Moving Files to a Permanent Bucket
One time the application uploads files to the loading dock bucket, the LFS service receives S3 SQS notifications, 1 per file. To receive these notifications, an SQS queue needs to be created. AWS directions on creating an SQS tin can exist found here. When creating the queue, select a meaningful name such every bit "loading-dock-queue".
To configure the notifications, follow these steps:
- Select the loading dock saucepan from the S3 portion of the console.
- Select "Events"
- Click "Add together Notification".
- Select "ObjectCreated (All)".
- For the Event, select "SQS Queue".
- For where to ship the event to, enter the previously created loading dock queue name for the SQS queue.

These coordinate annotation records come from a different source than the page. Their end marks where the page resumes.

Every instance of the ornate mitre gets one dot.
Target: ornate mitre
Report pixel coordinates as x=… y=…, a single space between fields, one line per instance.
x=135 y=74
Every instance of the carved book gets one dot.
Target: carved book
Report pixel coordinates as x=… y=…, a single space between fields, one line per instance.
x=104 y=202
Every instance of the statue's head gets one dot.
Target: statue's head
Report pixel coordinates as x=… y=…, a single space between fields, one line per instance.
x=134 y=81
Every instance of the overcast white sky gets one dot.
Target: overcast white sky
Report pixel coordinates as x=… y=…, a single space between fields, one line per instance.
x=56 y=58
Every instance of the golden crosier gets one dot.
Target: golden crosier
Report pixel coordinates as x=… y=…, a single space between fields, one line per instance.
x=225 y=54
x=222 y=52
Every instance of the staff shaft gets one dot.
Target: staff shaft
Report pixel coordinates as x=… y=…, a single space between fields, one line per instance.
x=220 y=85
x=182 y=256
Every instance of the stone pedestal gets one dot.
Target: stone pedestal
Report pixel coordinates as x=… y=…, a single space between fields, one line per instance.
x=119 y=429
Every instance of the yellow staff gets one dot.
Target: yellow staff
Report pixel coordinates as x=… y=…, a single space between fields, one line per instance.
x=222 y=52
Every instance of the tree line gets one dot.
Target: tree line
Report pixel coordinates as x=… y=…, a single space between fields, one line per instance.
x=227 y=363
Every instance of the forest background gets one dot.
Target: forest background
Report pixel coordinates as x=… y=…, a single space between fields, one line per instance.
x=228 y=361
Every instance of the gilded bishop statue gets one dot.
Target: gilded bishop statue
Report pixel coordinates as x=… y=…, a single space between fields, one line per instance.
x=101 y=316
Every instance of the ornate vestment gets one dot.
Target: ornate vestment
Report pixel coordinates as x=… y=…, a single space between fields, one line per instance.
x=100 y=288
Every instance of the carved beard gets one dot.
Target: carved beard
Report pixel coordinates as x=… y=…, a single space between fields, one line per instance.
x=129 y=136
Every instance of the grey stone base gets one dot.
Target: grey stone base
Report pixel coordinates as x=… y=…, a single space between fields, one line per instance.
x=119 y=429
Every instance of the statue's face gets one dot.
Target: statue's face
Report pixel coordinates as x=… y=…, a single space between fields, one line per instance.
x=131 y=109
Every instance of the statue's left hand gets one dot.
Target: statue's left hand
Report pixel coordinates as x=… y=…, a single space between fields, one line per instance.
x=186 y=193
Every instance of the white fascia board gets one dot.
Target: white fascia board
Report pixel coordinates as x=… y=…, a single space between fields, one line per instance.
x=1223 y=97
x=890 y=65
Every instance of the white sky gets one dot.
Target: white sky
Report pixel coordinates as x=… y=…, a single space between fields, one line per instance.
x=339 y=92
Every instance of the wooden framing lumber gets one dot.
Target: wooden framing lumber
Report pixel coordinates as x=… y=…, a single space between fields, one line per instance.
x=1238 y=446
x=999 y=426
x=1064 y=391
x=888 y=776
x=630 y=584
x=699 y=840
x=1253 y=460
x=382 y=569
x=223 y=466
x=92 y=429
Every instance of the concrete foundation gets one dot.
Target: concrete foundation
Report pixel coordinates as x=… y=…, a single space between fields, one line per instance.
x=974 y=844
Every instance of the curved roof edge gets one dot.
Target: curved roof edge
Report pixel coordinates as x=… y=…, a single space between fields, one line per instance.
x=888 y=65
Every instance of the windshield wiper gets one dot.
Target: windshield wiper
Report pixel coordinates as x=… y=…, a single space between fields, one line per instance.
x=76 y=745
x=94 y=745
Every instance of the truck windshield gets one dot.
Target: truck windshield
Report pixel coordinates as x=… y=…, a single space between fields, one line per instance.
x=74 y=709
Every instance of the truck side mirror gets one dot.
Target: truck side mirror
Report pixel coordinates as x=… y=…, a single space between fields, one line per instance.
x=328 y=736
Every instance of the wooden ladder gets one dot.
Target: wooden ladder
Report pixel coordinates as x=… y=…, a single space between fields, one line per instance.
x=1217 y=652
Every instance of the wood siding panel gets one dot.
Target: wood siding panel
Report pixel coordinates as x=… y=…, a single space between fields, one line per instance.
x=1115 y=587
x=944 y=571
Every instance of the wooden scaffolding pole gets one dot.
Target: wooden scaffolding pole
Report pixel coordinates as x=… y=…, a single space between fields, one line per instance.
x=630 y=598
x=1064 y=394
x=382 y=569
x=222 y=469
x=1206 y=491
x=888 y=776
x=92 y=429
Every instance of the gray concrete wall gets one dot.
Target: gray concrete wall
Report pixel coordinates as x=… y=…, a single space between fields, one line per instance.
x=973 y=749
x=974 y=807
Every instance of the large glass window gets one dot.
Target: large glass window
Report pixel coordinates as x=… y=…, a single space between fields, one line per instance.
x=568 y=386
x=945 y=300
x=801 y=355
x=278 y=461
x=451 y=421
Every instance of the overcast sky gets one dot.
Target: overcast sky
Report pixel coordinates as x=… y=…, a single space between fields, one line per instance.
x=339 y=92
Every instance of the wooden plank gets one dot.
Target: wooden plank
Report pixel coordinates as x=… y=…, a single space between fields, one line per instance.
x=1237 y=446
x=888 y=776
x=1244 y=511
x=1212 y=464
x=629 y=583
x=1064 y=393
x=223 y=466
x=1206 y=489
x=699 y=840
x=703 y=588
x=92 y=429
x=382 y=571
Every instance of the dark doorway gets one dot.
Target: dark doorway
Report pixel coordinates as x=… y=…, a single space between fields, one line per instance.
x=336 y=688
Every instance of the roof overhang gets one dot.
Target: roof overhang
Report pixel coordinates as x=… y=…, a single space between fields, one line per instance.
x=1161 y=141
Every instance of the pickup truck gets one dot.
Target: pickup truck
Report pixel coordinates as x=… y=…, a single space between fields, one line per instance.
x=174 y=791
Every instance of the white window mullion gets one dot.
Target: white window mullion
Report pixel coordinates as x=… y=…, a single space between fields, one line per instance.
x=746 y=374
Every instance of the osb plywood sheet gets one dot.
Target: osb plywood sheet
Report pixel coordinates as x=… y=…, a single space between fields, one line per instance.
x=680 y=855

More than details on creating a new effect notification can be found within the "Enable Event Notifications" section of this page.
In one case this notification is received, LFS copies the file to the permanent bucket. During this copy, the file is re-encrypted with a different KMS id. The re-create occurs within the AWS infrastructure then no data leaves the cloud. The copy can be done using the TransferManager class of the AWS S3 Java SDK. TransferManager improves performance because it copies files in multiple parts with multiple threads. This blog post demonstrates how a file tin can exist copied using TransferManager.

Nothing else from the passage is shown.